INSKEEP: But will your supporters throw you out the window? That's what I want to know.

Rep. BOEHNER: No. If we stick to our principles and work to find common ground, I think that we'll receive the support of a lot of Americans.

INSKEEP: What's an issue where you could realistically see Democrats and Republicans finding some of that common ground and moving forward in the next few months?

Rep. BOEHNER: Well, I think there are two areas that I would point to: one, the economy and jobs. Their trillion-dollar stimulus plan from a year ago clearly has not worked.

INSKEEP: So would you favor another stimulus?

Rep. BOEHNER: And so I believe that we need to take a new approach. We didn't take that new approach in the House when they passed their second stimulus bill in December. It was all the same kind of spending. I believe that if we're going to get the economy going again, we have to allow American families and small businesses to keep more of what they earned. Until there's more money in their hands, we're not going to see the economy rebound quickly.

The second area would be in the area of controlling spending. The president is expected to announce a $15 billion spending reduction that would be in effect over the next three years. I applaud the president for taking a step in the right direction, but I have to say it's a very modest step in the right direction.

If you look at discretionary spending here in Washington over the last two years, it's increased over 20 percent. And in addition to discretionary spending, why don't we end TARP? Why don't we stop the stimulus money that hasn't been spent and put that money back in the bank to pay down the debt that's still over a trillion dollars?

INSKEEP: Just so I understand, you mentioned the stimulus. If there is a second stimulus that includes some tax cuts - which is, I think, what you said you want - and also includes some things that more liberal members of the House would want, it would require a compromise for you vote on it. Is that something that your members could support? Or will you absolutely oppose it, every single one?

Rep. BOEHNER: You know, when it comes to bipartisan legislation, you've got to look at the balance. If the balance leans in our direction and things that we believe in, I would think that we would support it. But if we're going to continue to bail out the states and continue to pour money into silly government programs that don't create jobs, I'm going to have a very difficult time supporting him.

INSKEEP: What will happen, if anything, if not very much is passed or accomplished by Congress this year?

Rep.
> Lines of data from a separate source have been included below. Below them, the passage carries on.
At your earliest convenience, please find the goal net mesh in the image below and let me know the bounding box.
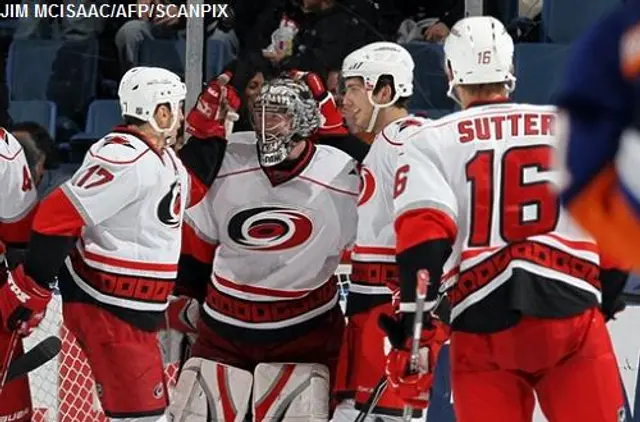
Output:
[24,265,350,422]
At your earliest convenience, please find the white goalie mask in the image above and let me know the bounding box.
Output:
[444,16,516,101]
[252,78,320,167]
[118,66,187,143]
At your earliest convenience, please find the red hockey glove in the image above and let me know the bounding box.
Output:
[379,313,449,409]
[0,241,9,286]
[288,70,349,136]
[0,266,51,335]
[185,79,240,139]
[165,296,200,334]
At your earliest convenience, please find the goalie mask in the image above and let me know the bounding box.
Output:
[252,78,320,167]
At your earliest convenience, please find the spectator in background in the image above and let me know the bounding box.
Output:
[396,0,465,43]
[11,122,72,198]
[13,0,108,41]
[115,0,238,73]
[263,0,379,80]
[218,53,273,132]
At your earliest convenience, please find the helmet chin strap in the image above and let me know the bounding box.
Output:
[366,90,400,132]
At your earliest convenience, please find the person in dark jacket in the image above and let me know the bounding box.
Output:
[263,0,379,80]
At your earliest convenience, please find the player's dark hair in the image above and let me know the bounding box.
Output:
[373,75,411,110]
[11,122,60,170]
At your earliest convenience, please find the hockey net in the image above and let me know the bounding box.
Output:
[25,265,350,422]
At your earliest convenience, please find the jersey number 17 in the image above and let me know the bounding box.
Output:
[465,145,560,247]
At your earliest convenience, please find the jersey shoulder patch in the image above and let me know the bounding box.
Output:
[0,127,23,161]
[218,131,260,177]
[376,115,431,147]
[87,132,154,165]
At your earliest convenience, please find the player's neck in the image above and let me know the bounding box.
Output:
[130,125,166,151]
[373,106,409,133]
[458,91,509,110]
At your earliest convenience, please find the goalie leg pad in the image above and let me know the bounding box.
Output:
[253,363,330,422]
[168,358,253,422]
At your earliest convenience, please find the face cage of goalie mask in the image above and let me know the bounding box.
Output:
[252,100,301,167]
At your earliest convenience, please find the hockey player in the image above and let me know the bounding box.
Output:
[169,78,359,422]
[381,17,624,422]
[0,67,238,422]
[334,42,427,422]
[0,127,37,422]
[557,2,640,270]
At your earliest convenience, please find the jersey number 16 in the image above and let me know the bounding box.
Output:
[466,145,560,247]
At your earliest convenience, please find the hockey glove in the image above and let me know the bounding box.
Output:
[288,70,349,136]
[0,266,51,335]
[379,312,449,409]
[185,79,240,139]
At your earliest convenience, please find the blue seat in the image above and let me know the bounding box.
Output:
[71,100,122,141]
[9,100,58,139]
[513,43,570,104]
[542,0,622,43]
[403,42,455,109]
[7,40,62,100]
[7,39,98,109]
[138,39,186,77]
[205,39,233,81]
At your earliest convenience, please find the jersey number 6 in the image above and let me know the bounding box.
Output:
[466,145,560,247]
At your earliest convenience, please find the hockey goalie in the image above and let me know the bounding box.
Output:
[169,77,359,422]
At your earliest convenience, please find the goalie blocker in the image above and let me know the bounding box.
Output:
[168,358,330,422]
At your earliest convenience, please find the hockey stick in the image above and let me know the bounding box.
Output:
[354,374,387,422]
[0,332,62,392]
[0,331,18,395]
[7,336,62,382]
[402,270,429,422]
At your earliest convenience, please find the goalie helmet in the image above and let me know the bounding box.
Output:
[444,16,516,101]
[118,66,187,136]
[252,78,320,167]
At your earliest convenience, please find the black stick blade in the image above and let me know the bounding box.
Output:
[6,336,62,382]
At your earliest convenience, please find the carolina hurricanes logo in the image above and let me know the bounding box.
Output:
[228,207,313,251]
[358,167,376,206]
[157,182,182,227]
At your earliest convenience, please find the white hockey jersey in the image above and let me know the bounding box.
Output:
[395,104,600,331]
[54,128,190,324]
[347,116,429,306]
[185,132,359,339]
[0,128,37,244]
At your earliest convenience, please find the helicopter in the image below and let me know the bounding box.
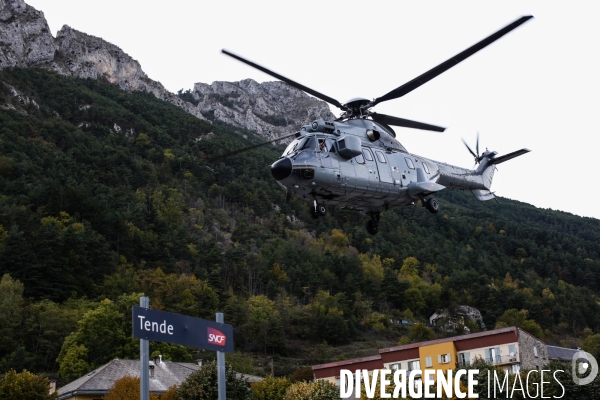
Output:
[213,16,533,235]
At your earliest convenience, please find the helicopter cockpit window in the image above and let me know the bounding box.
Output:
[301,137,317,150]
[375,151,387,164]
[283,140,300,156]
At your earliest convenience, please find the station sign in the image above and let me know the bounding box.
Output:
[132,306,233,353]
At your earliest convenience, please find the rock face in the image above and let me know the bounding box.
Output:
[0,0,55,68]
[192,79,335,139]
[0,0,333,138]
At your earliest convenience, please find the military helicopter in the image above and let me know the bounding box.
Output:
[215,16,533,235]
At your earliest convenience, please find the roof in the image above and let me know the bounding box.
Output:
[379,326,517,353]
[312,355,381,371]
[547,346,578,361]
[58,359,201,399]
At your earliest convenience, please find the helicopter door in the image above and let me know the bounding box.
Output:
[317,139,340,168]
[375,150,394,183]
[363,148,379,194]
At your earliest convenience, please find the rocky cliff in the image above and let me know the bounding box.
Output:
[0,0,333,138]
[192,79,335,138]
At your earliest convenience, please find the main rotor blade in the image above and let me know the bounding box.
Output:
[221,49,347,110]
[208,133,296,163]
[371,15,533,106]
[370,113,446,132]
[490,149,531,164]
[460,138,477,159]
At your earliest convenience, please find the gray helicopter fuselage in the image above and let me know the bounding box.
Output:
[272,119,496,212]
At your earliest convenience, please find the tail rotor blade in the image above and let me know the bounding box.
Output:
[460,138,477,159]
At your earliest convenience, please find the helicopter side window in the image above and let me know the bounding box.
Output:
[325,139,335,153]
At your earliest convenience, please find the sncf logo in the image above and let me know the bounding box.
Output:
[207,328,227,346]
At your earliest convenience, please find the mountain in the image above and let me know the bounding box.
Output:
[0,67,600,379]
[0,0,334,139]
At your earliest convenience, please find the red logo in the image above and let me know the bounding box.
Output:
[207,328,227,346]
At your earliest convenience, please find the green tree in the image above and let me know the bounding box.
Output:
[400,322,436,344]
[0,370,56,400]
[177,361,252,400]
[57,294,139,379]
[251,376,292,400]
[0,274,24,358]
[284,380,340,400]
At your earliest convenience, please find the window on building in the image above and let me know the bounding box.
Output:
[408,360,421,371]
[438,354,452,364]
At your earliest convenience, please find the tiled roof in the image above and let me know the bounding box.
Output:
[379,326,517,353]
[58,359,200,398]
[547,346,577,361]
[312,355,381,371]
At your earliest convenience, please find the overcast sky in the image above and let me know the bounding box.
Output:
[26,0,600,218]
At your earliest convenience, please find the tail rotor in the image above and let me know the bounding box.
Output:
[461,132,483,167]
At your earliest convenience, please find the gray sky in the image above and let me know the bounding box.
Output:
[26,0,600,218]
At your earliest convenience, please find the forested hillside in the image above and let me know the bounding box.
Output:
[0,69,600,380]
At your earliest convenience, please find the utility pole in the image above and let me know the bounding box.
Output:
[140,296,150,400]
[216,313,227,400]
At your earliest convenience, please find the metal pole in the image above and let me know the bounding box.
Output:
[216,313,226,400]
[140,296,150,400]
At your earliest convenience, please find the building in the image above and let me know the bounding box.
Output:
[548,346,579,361]
[312,327,548,390]
[429,305,485,331]
[57,358,262,400]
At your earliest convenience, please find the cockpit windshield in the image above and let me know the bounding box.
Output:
[298,136,317,150]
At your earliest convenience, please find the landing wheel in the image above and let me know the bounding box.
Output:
[367,219,379,235]
[425,197,440,214]
[317,203,327,217]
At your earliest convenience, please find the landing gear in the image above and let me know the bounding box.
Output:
[425,197,440,214]
[317,203,327,217]
[367,212,379,235]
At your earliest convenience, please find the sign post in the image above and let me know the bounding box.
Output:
[217,313,226,400]
[139,296,150,400]
[132,304,233,400]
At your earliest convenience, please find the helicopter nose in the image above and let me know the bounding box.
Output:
[271,157,292,181]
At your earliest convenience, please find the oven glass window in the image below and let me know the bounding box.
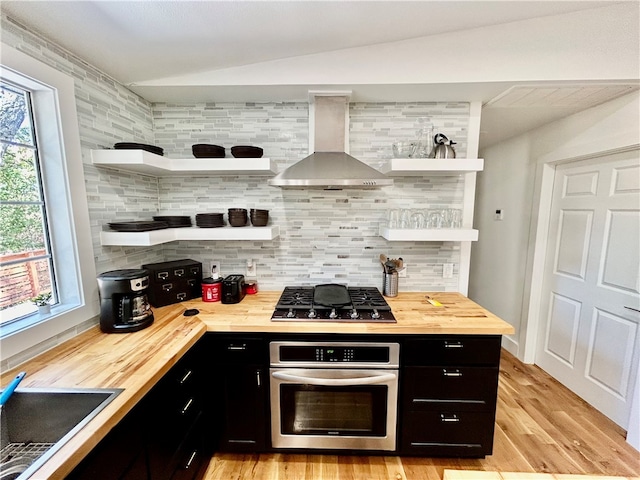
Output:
[280,384,387,436]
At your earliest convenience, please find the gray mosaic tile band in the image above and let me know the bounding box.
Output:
[2,11,469,290]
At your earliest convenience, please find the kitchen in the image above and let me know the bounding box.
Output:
[3,2,637,480]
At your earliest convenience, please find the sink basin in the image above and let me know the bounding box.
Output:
[0,388,122,480]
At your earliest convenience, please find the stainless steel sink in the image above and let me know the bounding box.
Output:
[0,388,122,480]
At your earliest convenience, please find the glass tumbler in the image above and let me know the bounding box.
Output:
[411,212,426,228]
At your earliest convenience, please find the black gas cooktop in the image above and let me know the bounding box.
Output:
[271,285,396,323]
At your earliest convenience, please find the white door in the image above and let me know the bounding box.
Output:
[535,150,640,428]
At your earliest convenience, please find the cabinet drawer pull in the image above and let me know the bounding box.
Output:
[180,370,193,385]
[440,413,460,423]
[180,398,193,415]
[184,450,198,470]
BOEHNER: Well, I hope that's not the case. The president has a decision to make on Wednesday night: either listen to what the American people are saying, begin to work with Republicans in a bipartisan way and keep his campaign promises, or to ignore them and to continue to go down this very liberal path.

INSKEEP: Mr. Boehner, thanks very much.

Rep. BOEHNER: Thank you.

(Soundbite of music)

INSKEEP: That's House Minority Leader John Boehner speaking yesterday at the Capitol. We will broadcast the president's State of the Union Speech tonight on many public radio stations and at

You're listening to MORNING EDITION from NPR News.